The proposed future for the Riverside site is as contested as its present. Some owners argue that the space should be redeveloped for flats and smaller, modern retail concepts like coffee shops. Others say the centre’s fate is sealed unless rents come down and investment improves safety and accessibility. 'Just before Covid the then owners went bust, now they are just waiting for the last of the leases to come to an end and they want to replace it with flats and coffee shops. The roof leaks, all the cleaning staff have been laid off. It is just a big eye sore,' one resident observed.

Those tensions have spilled into the public sphere in recent years. At the entrance, beneath a corner where pigeons now nest, sits a door labeled 'Management Office and Control Room Entrance.' An intercom invites contact, but the office has long been unmanned, emphasizing a disconnect between management and the communities that rely on the centre. For those who love Evesham, a town known for one of England’s largest abbeys and the River Avon, the Riverside site stands as a painful reminder of stalled redevelopment and the fragility of local economies in a shifting retail landscape.

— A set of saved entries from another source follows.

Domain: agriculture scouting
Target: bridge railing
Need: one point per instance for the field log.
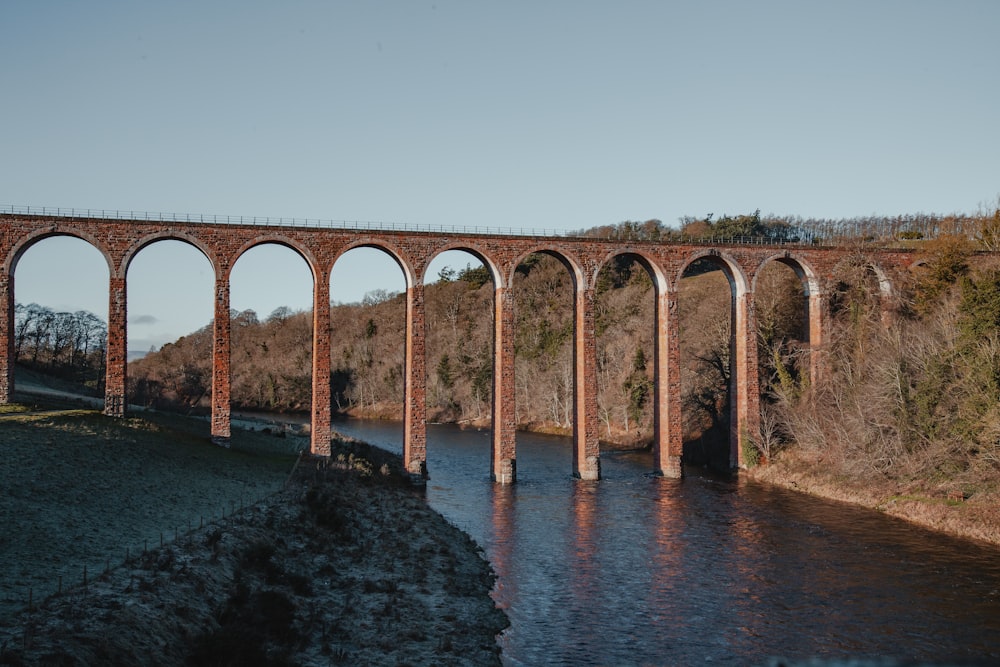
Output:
(803, 236)
(267, 221)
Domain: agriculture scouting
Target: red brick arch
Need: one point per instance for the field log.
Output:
(119, 241)
(26, 243)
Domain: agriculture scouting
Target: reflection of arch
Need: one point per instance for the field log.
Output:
(276, 239)
(744, 392)
(666, 403)
(22, 246)
(806, 274)
(730, 267)
(469, 248)
(586, 445)
(567, 259)
(859, 260)
(378, 244)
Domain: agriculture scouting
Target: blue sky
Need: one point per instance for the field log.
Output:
(560, 114)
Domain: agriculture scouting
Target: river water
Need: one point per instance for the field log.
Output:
(639, 570)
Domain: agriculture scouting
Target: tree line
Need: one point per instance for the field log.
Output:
(68, 345)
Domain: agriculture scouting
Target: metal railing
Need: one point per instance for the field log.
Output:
(267, 221)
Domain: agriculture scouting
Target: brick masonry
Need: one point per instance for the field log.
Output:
(120, 240)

Residents describe a mixed reality: festivals along the river during warmer months, followed by a near-empty shopping hub during its busiest season. 'There was such an uproar recently about the mess in the Centre, dog as well as human, that they got contractors in to give it a once over,' recalled Christine Biggins, a retired accounts worker. Her husband, John Biggins, added that Woolworths’ collapse was the linchpin of a broader spiral: 'Woolworths was the key. Once they went bust it was one shop after another.' While some councillors and property owners argue the market will rebound with redevelopment, others warn that without a reset in rents, investment will continue to shrink—and with it, the town’s appeal to newcomers and visitors who might otherwise help sustain local commerce.

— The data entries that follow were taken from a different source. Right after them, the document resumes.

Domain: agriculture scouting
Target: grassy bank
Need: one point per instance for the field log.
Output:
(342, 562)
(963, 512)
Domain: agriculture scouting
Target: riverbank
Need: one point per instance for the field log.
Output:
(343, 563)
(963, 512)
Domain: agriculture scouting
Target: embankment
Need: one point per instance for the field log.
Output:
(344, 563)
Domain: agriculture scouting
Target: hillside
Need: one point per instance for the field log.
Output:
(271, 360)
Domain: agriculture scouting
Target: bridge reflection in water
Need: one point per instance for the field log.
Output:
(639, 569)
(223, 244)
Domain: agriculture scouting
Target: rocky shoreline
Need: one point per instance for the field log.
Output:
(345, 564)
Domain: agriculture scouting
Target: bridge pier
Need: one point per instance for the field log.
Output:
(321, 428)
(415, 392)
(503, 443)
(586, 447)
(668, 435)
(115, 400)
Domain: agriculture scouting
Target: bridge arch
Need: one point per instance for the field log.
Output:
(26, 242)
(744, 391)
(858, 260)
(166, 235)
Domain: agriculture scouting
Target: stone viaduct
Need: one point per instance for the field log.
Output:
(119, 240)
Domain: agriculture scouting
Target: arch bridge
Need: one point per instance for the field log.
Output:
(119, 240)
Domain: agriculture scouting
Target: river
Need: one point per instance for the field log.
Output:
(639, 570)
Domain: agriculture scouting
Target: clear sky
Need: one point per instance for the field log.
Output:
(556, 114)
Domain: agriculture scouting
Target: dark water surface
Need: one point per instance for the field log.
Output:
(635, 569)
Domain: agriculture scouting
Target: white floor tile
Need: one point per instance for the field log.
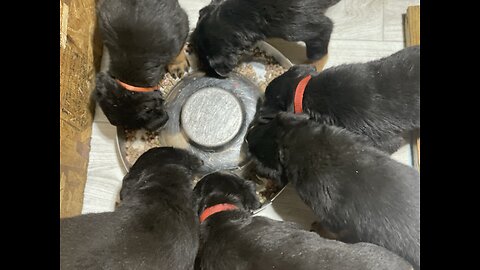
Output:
(360, 26)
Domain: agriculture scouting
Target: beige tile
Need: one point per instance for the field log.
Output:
(357, 20)
(288, 206)
(351, 51)
(393, 20)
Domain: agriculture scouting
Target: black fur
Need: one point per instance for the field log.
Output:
(379, 99)
(354, 189)
(154, 227)
(236, 240)
(225, 29)
(142, 37)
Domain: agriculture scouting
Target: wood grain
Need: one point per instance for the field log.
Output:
(412, 38)
(80, 54)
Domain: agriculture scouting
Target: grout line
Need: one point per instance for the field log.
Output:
(383, 20)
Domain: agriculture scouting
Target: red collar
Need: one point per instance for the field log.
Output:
(136, 88)
(298, 100)
(215, 209)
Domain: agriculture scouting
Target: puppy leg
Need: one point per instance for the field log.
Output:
(179, 65)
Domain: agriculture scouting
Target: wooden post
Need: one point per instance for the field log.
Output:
(412, 37)
(80, 53)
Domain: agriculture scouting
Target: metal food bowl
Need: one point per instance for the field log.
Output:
(210, 117)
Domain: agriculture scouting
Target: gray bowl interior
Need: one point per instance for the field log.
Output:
(229, 153)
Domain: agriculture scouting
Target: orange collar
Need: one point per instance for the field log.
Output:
(136, 88)
(298, 100)
(215, 209)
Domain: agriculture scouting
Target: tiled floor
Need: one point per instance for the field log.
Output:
(364, 30)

The Riverside case is not isolated. Across Britain, high streets have wrestled with changing consumer habits, the rise of online shopping, and shifts in investment that favor out-of-town locations or new-build flats over traditional retail. In Evesham, the challenge is sharpened by a riverfront setting that once drew in shoppers with a sense of place but now struggles to convert footfall into sustainable business. The debate continues among residents, business owners, and policymakers about how to balance redevelopment with preserving a town’s heritage and providing affordable, livable spaces for residents.

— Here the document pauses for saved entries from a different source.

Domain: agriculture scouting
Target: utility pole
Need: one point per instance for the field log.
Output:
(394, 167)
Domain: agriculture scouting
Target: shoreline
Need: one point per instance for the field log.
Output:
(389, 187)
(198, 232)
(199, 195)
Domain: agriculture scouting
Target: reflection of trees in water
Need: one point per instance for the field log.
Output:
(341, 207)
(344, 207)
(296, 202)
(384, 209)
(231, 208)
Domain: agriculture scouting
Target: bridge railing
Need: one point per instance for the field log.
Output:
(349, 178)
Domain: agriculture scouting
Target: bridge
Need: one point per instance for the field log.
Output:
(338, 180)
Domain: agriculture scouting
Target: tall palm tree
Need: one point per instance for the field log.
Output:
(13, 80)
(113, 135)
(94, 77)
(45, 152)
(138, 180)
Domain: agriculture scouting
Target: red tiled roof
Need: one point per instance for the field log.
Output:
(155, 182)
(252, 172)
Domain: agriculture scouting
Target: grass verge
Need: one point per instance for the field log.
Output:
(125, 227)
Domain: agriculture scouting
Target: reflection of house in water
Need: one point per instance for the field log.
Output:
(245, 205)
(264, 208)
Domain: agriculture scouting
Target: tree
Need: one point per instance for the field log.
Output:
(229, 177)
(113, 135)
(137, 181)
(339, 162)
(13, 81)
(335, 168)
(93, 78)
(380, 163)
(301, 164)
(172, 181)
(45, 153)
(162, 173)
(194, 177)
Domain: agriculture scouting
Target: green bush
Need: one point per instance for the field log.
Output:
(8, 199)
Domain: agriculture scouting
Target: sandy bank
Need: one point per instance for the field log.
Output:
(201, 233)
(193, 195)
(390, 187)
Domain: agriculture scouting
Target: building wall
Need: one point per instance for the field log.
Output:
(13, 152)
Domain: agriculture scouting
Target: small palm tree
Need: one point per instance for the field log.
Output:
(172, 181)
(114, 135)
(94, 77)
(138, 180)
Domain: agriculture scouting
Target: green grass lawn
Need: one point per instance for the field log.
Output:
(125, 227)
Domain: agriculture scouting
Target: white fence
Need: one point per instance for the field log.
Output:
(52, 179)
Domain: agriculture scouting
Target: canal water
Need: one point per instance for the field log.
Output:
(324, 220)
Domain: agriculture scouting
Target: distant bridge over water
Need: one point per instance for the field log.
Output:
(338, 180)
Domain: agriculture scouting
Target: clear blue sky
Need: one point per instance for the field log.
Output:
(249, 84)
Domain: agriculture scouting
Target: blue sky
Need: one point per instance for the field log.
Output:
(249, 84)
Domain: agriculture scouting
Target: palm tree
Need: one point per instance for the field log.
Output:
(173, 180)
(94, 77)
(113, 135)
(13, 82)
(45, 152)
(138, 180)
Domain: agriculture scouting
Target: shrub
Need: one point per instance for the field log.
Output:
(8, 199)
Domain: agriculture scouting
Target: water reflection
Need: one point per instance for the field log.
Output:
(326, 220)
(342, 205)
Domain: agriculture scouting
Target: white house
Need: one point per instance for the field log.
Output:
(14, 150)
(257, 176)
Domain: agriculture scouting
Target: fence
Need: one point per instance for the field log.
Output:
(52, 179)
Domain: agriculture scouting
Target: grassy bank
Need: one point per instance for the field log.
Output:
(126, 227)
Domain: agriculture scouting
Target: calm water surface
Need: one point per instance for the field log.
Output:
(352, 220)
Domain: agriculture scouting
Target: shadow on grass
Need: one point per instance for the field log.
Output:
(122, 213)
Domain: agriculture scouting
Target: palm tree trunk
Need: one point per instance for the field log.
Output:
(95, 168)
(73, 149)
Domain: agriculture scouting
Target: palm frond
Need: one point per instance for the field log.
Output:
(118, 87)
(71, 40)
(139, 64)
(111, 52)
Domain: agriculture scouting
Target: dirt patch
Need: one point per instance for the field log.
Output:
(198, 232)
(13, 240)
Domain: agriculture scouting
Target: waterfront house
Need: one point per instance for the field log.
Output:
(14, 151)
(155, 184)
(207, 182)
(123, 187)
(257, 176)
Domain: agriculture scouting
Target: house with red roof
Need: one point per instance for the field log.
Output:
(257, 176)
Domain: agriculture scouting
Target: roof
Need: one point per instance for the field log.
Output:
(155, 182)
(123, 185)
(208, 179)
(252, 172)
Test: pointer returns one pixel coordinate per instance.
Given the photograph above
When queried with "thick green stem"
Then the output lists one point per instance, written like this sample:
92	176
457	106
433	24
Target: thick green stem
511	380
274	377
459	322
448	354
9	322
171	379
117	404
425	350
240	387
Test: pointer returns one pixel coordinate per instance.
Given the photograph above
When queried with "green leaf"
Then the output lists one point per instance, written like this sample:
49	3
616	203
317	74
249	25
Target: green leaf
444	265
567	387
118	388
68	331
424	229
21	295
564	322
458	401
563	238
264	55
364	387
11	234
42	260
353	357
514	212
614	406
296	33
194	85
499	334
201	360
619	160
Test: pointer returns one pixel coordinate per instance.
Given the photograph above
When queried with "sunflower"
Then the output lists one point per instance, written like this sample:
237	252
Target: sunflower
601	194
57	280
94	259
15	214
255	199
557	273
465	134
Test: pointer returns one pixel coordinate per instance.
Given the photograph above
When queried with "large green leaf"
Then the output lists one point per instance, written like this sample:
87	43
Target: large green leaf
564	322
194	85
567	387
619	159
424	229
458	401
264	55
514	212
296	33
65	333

Even as some residents acknowledge the limits of nostalgia, there remains hope that the Riverside site can be reimagined in a way that preserves the town’s character while delivering practical value. For now, though, the Riverside Shopping Centre stands as a case study in what many analysts describe as a broader malaise gripping the country’s high streets: a complex mix of economic pressures, changing consumer behavior, and the long tail of past decisions about ownership, rents, and public investment. In Evesham, as in other towns, the clock may be ticking on a chapter of retail history, with the question not just what comes next, but who gets to decide what that next looks like.